Many of the people who volunteer have been volunteering for many years. Toni Meyer, for example, has been volunteering for 10 years, and knows many of the homeless people by name. Meyer is a parishioner at Sacred Heart Cathedral, one of the organizations that feeds the homeless.

Despite the struggle to find somewhere to continue charity work, the center ended up being an improvement. “People aren’t getting rained on and it’s not wet and cold, they’ve got something cold to drink, they’ve got coffee when the coffee maker gets…fired up, they’ve got a place to sit, they’ve got a place to come during the day instead of hanging out in the park, [it’s] very much an improvement,” said Meyer.

The center also provides a police officer to ensure the safety of the volunteers and the people utilizing the center.

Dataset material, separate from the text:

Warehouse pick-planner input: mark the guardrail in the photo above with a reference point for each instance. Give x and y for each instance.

As of January 2014, Raleigh had 1,170 homeless people. “Homeless” is defined as literally homeless, meaning that they are staying in a shelter, or places not meant for humans to live.

The Oak City Outreach Center aims to serve the majority of homeless people.“[The center is] important because it…meets a need that this population has…that’s that food aspect because there aren’t very many places in Raleigh to get a meal on the weekends if you are homeless, [there aren’t] a lot of places you can go because the soup kitchen [is] closed…there are a couple of churches that do provide meals here and there but there’s not a place that’s consistent where they can go, so Oak City is important because it provides that consistent place where they can receive that nourishment on the weekends,” said Tosheria Savage, the coordinator for the center.

On Saturday, December 13, I was at the Oak City Outreach Center to witness the volunteer work myself. At least 100 homeless people–men, women and children–started to line up about half an hour before serving time at 4 p.m. Once inside, each person was handed a bag containing two bologna sandwiches, a hard boiled egg, something salty, something sweet, a banana and a bottle of water. Then, they moved down the line to receive a bowl of lasagna, and dessert. Unfortunately, on many occasions demand exceeds supply and there is not enough food for everyone. This was true on December 13.

The Oak City Outreach Center has a goal to work hard to “close the hunger gap”. Last summer’s controversy was this fall’s success as volunteers continue to work hard to feed the homeless and help their community.